The only difference is that `apply_gradient` takes both a gradient *and* a hessian parameter.

#### `grad_and_hessian`

| **Argument** | **Description** |
| :-------------- | :-------------- |
| `fun`(Callable) | function to be differentiated |
| `fun_input`(Tuple) | value at which the gradient and hessian of `fun` should be evaluated |
| `rng`(ndarray) | a PRNGKey used as the random key |
| `argnum`(int, optional) | specifies which positional argument to differentiate with respect to *(default: 0)* |

Returns a pair `(gradient, hessian)` where the first element is the gradient of `fun` evaluated in `fun_input` and the second element is the diagonal of its hessian.

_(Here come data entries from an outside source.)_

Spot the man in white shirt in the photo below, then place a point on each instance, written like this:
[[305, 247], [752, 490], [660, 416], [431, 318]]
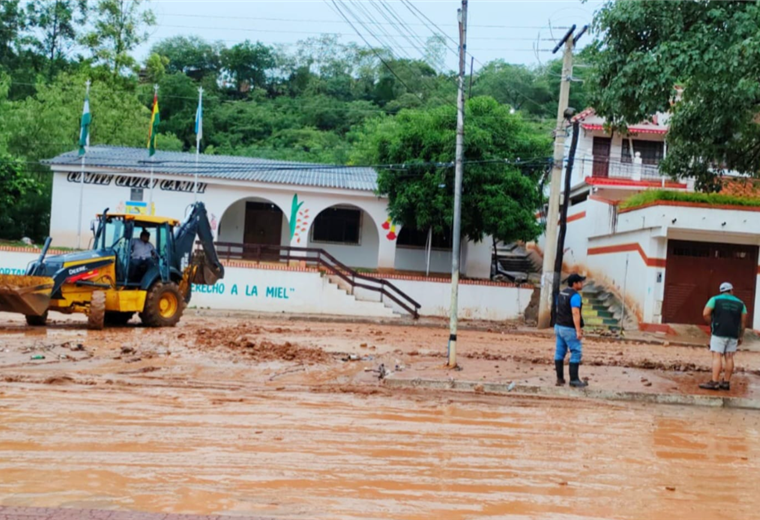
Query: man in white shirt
[[142, 255]]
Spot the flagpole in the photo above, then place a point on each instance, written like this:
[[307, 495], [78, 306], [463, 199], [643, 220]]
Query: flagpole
[[150, 206], [81, 177], [198, 135]]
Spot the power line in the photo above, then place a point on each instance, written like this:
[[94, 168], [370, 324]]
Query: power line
[[477, 49], [377, 54], [257, 18]]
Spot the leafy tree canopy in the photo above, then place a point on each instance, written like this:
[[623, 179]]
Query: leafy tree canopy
[[499, 198], [710, 48]]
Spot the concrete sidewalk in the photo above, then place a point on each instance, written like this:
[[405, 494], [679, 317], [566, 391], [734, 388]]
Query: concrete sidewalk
[[713, 401], [46, 513]]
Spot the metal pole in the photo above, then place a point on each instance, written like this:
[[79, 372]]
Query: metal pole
[[458, 172], [81, 179], [550, 245], [81, 203], [429, 247], [563, 217], [625, 283], [198, 140], [150, 208]]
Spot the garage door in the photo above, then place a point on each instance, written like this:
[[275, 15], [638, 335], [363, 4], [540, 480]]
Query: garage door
[[695, 270]]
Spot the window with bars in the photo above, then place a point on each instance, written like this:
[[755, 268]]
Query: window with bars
[[338, 225], [415, 238], [651, 152]]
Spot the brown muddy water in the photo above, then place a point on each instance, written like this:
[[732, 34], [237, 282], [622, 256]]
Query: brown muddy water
[[333, 455]]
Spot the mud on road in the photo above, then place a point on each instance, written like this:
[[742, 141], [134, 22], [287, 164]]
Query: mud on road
[[282, 419]]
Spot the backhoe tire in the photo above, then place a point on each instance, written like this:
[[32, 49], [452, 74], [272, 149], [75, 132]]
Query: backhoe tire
[[118, 319], [164, 305], [37, 321], [96, 316]]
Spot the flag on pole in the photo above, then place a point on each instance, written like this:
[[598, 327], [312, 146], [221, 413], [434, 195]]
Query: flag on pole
[[84, 131], [199, 121], [155, 119]]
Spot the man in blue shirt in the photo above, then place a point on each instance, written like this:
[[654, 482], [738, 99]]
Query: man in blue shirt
[[568, 328], [727, 316]]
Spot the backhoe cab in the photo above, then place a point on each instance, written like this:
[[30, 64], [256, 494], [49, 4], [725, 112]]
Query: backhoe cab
[[123, 274]]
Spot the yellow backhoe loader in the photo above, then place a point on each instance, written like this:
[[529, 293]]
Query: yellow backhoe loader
[[109, 284]]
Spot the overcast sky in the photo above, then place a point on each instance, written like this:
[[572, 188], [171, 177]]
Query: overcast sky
[[518, 31]]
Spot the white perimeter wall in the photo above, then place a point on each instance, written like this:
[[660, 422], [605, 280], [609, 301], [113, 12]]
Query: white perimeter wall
[[263, 290]]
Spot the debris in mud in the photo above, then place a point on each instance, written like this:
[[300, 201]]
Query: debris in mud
[[356, 357], [246, 340], [58, 380]]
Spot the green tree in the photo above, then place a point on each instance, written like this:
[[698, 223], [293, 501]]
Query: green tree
[[191, 55], [499, 198], [118, 27], [47, 124], [13, 21], [518, 86], [155, 67], [248, 64], [16, 187], [712, 49], [57, 23]]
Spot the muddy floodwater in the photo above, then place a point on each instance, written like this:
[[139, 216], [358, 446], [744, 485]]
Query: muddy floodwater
[[189, 421], [347, 456]]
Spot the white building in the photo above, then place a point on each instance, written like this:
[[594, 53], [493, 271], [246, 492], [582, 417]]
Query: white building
[[254, 201], [666, 257]]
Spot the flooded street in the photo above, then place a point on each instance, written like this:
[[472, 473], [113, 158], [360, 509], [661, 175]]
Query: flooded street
[[347, 456], [290, 431]]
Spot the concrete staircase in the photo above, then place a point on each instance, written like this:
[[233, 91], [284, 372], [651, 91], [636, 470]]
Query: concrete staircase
[[364, 303], [516, 264], [603, 311]]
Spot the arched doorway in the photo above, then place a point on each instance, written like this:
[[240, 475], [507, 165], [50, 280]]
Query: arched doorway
[[348, 233], [253, 221]]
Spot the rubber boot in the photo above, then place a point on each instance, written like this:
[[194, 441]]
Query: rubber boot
[[559, 366], [575, 381]]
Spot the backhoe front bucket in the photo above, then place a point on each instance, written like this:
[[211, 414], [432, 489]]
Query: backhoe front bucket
[[27, 295]]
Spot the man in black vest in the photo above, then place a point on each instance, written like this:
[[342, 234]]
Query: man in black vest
[[568, 328], [727, 316]]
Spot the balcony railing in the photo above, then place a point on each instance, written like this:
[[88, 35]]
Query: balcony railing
[[609, 168]]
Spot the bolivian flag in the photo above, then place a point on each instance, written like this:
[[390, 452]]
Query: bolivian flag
[[155, 119]]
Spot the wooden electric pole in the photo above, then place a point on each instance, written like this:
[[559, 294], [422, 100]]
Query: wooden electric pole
[[550, 246], [458, 173]]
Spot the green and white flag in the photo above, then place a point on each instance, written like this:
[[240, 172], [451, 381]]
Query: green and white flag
[[84, 131]]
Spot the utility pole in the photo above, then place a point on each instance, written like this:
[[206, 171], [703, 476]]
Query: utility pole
[[458, 172], [550, 245], [565, 206]]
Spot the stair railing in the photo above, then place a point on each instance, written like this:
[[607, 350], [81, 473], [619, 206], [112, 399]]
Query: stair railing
[[322, 259]]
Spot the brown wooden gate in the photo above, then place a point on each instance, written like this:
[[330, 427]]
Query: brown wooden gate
[[694, 272], [601, 151]]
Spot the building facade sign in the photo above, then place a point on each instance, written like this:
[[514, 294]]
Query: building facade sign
[[129, 181]]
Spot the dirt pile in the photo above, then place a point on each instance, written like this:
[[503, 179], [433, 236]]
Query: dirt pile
[[249, 341]]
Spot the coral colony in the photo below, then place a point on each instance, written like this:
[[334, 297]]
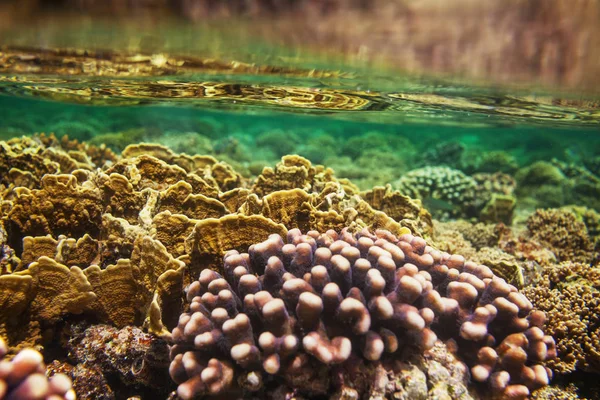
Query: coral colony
[[158, 274], [336, 296]]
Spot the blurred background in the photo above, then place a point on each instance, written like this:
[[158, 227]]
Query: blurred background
[[547, 43]]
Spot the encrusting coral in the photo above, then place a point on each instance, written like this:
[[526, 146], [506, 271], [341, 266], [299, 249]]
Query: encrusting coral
[[288, 308], [88, 235], [449, 192]]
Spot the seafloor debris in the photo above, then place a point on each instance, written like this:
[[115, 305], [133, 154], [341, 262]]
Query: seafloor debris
[[303, 308]]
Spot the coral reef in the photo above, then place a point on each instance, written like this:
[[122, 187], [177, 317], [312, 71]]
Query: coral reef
[[445, 192], [559, 231], [91, 237], [290, 309], [568, 293], [24, 377]]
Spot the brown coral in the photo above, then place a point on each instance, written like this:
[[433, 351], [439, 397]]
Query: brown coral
[[569, 296], [560, 230], [286, 307]]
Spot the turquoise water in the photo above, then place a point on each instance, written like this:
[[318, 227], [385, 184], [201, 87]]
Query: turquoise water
[[479, 156]]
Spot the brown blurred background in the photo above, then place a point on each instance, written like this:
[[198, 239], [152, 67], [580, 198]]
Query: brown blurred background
[[552, 43]]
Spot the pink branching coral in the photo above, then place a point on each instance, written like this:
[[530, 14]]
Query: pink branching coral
[[326, 298], [24, 377]]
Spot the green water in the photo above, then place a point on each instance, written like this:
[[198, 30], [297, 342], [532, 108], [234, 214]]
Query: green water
[[247, 101]]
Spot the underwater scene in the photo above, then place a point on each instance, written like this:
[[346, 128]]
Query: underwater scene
[[299, 199]]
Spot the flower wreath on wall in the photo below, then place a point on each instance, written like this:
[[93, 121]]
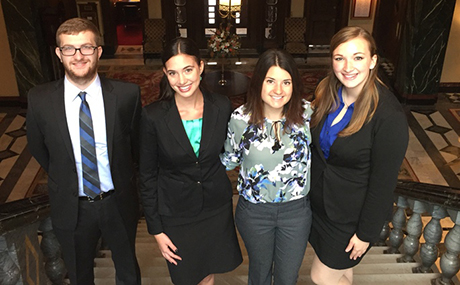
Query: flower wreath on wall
[[224, 43]]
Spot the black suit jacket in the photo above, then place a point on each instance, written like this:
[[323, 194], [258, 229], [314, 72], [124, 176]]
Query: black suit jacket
[[174, 181], [359, 176], [49, 142]]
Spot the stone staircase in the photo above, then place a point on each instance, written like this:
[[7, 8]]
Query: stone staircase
[[376, 268]]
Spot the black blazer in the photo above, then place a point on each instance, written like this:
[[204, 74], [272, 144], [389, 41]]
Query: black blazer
[[49, 142], [360, 175], [174, 181]]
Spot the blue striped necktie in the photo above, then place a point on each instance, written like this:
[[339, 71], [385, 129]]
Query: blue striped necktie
[[91, 183]]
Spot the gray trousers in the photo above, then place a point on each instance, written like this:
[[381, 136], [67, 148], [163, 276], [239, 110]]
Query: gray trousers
[[276, 237]]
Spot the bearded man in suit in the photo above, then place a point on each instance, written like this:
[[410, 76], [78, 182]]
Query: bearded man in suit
[[83, 130]]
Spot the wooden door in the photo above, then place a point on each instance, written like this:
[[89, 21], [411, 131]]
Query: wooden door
[[324, 19]]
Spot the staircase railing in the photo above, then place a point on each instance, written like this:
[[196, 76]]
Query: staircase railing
[[25, 228], [28, 247], [415, 199]]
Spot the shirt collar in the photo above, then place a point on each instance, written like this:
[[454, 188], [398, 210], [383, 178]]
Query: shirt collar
[[71, 91]]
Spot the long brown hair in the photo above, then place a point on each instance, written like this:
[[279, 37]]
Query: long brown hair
[[293, 110], [326, 95]]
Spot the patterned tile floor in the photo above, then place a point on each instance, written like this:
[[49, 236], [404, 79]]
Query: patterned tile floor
[[433, 155]]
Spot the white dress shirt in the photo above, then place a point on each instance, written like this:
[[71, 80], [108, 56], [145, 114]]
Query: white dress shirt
[[72, 110]]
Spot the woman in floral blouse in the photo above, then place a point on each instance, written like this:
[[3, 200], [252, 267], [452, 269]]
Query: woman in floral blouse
[[269, 139]]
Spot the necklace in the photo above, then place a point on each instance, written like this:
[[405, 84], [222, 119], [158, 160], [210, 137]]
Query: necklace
[[276, 126]]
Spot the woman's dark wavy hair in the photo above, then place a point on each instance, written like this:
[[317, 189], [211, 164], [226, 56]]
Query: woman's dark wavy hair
[[293, 110], [173, 48]]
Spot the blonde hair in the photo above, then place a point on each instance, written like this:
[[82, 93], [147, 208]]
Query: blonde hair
[[326, 94]]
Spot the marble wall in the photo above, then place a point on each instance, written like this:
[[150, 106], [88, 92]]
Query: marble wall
[[424, 41], [29, 51]]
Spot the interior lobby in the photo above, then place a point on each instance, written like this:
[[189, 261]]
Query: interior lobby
[[418, 44]]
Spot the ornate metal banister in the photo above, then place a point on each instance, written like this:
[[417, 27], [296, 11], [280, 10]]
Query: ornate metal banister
[[20, 255], [440, 202]]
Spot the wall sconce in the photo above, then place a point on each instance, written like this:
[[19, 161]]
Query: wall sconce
[[229, 8], [361, 9]]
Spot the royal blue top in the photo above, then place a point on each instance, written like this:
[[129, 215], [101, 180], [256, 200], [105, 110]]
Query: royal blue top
[[329, 133]]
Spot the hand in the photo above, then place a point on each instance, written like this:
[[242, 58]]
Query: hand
[[167, 248], [357, 247]]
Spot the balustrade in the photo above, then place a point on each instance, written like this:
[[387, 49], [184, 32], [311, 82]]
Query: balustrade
[[438, 201], [24, 223]]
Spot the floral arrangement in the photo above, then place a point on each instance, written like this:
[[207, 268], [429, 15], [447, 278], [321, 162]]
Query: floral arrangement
[[223, 42]]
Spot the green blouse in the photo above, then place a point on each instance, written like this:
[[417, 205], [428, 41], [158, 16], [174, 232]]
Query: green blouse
[[193, 130]]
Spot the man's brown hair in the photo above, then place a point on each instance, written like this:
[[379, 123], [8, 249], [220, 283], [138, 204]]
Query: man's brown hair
[[75, 26]]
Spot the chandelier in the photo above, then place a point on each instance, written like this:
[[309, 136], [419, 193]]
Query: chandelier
[[229, 8]]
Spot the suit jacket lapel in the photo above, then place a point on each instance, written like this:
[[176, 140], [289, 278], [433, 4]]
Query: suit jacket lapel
[[61, 119], [210, 115], [174, 123], [110, 103]]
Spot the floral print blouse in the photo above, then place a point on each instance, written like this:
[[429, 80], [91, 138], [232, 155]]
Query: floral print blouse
[[269, 172]]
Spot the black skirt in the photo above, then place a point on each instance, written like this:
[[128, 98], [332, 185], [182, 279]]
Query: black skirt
[[207, 244], [328, 238]]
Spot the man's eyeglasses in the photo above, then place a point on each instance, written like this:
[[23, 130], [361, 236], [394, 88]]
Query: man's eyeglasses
[[84, 50]]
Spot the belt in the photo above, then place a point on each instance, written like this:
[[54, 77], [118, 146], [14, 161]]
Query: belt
[[97, 198]]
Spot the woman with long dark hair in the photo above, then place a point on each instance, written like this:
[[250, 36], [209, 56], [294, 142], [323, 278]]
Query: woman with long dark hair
[[269, 139], [185, 190]]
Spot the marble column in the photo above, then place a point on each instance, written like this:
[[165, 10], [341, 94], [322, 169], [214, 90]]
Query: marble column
[[29, 51], [423, 45]]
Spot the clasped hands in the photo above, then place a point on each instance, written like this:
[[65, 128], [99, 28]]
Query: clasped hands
[[167, 248]]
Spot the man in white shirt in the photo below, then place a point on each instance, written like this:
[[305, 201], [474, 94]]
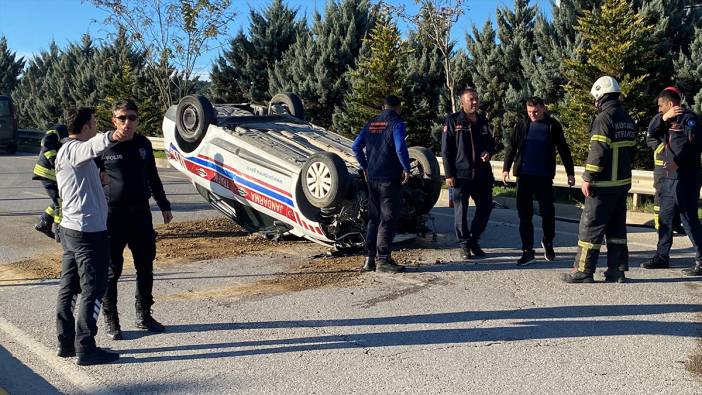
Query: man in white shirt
[[83, 231]]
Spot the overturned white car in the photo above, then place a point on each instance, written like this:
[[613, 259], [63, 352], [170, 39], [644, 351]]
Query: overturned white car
[[272, 172]]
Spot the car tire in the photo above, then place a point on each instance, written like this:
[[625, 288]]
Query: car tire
[[427, 175], [194, 115], [291, 102], [325, 179], [12, 148]]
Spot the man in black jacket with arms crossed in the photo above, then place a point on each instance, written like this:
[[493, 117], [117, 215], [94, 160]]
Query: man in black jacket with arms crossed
[[130, 178], [532, 150]]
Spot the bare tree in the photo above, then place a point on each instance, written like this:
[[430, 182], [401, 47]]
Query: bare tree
[[435, 20], [173, 34]]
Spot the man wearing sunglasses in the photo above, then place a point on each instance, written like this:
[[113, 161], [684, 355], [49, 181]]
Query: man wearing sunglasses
[[130, 178]]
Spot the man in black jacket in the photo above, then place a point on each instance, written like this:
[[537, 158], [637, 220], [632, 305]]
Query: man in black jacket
[[675, 134], [130, 178], [532, 150], [466, 147]]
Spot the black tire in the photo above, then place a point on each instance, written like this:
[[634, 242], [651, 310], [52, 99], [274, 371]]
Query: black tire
[[325, 179], [193, 116], [426, 175], [12, 148], [291, 102]]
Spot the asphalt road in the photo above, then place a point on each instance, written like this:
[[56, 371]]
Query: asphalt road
[[455, 327]]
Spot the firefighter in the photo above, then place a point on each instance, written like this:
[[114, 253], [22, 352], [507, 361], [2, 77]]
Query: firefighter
[[676, 137], [44, 171], [466, 147], [386, 167], [606, 181]]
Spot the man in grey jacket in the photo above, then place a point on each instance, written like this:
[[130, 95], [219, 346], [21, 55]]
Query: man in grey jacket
[[83, 230]]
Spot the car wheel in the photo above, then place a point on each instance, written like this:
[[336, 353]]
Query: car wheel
[[12, 148], [291, 102], [426, 176], [325, 179], [193, 116]]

This function expects `fun_input` to be a tuple and will fail otherwise.
One can pass `(fun_input,)` if `fun` has a single input that is not already a tuple.

#### `value_grad_and_hessian`

| **Argument** | **Description** |
| :-------------- | :-------------- |
| `fun`(Callable) | function to be differentiated |
| `fun_input`(Tuple) | value at which the gradient and hessian of `fun` should be evaluated |
| `rng`(ndarray) | a PRNGKey used as the random key |
| `argnum`(int, optional) | specifies which positional argument to differentiate with respect to *(default: 0)* |

Returns a triplet `(value, gradient, hessian)` where the first element is the value of `fun` evaluated in `fun_input`, the second element is its gradient and the third element is the diagonal of its hessian.

This function expects `fun_input` to be a tuple and will fail otherwise.
One can pass `(fun_input,)` if `fun` has a single input that is not already a tuple.